Although COVID-19 cases in China remain near record highs, several cities have lifted lockdown policies and are preparing to remove additional restrictions and mass testing requirements, Reuters reported, citing sources. City officials have not mentioned the protests that erupted Friday in an expression of anger against Chinese General Secretary Xi Jinping’s draconian “Zero-Covid” lockdown regime, and have demonstrated historic levels of public rebellion.

“We remain committed to a people-first and life-first philosophy,” Chinese foreign ministry spokesperson Zhao Lijian said Thursday. Beijing has “adjusted our response measures in light of the latest developments and achieved major progress in both COVID response and socioeconomic development,” he continued. (RELATED: Are The Anti-Lockdown Protests Rocking China A Threat To Xi’s Rule?)

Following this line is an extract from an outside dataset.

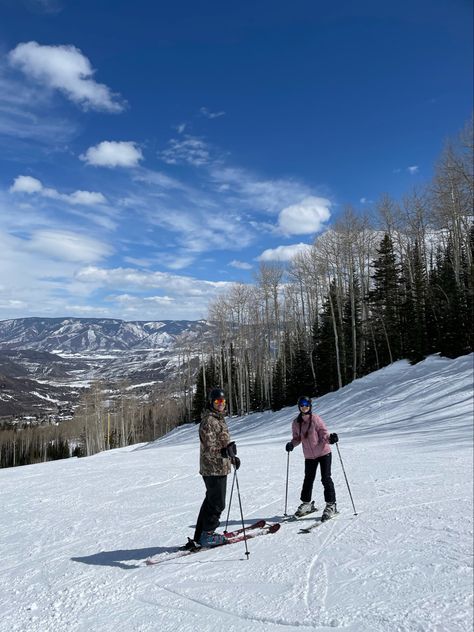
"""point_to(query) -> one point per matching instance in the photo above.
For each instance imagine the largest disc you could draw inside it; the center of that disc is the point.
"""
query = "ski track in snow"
(75, 534)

Guangzhou, one of China’s largest population centers and the site of violent clashes between protesters and riot police on Tuesday, announced lifting of lockdowns in at least seven districts Wednesday, Reuters reported. One district said it would allow schools, restaurants and businesses to reopen.

Chongqing and Zhengzhou also announced easing of COVID-19 curbs, Reuters reported. China may allow some people who test positive for the virus to quarantine at home instead of at separate facilities, where “conditions can be grim to say the least,” Tom Simpson, managing director for China at the China-Britain Business Council and resident of Beijing, told the outlet.

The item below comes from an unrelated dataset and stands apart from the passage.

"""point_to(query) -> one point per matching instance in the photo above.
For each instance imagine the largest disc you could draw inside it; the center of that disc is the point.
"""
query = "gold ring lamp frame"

Although city authorities arrested and detained an unknown number of protesters, they began easing some COVID-19 restrictions, including one that barred tenants in apartment complexes where infections break out from leaving their compound, as early as Monday after a weekend of protests, according to media reports. The lifting of restrictions appeared aimed at quelling public anger over being forced to stay in their apartments for weeks at a time and subjected to intense surveillance.

Chinese Vice Premier Sun Chunlan, who oversees China’s national pandemic restriction policy, claimed the threat from the virus had decreased despite a high COVID-19 infection rate, Reuters reported.

China reported 36,061 new COVID-19 infections Wednesday, of which were 31,911 asymptomatic, after hitting a record 40,052 cases on Monday, according to Reuters.

Earlier in November, China announced 20 new “optimization” measures, including shortening the required quarantine period for inbound and domestic travelers and no longer seeking to identify secondary close contacts of individuals who test positive for the virus.

“Facts have proved that China’s COVID response and policy have been science-based, correct and effective,” Lijian said in his Thursday remarks.

The Chinese Embassy and foreign ministry did not immediately respond to the Daily Caller News Foundation’s request for comment.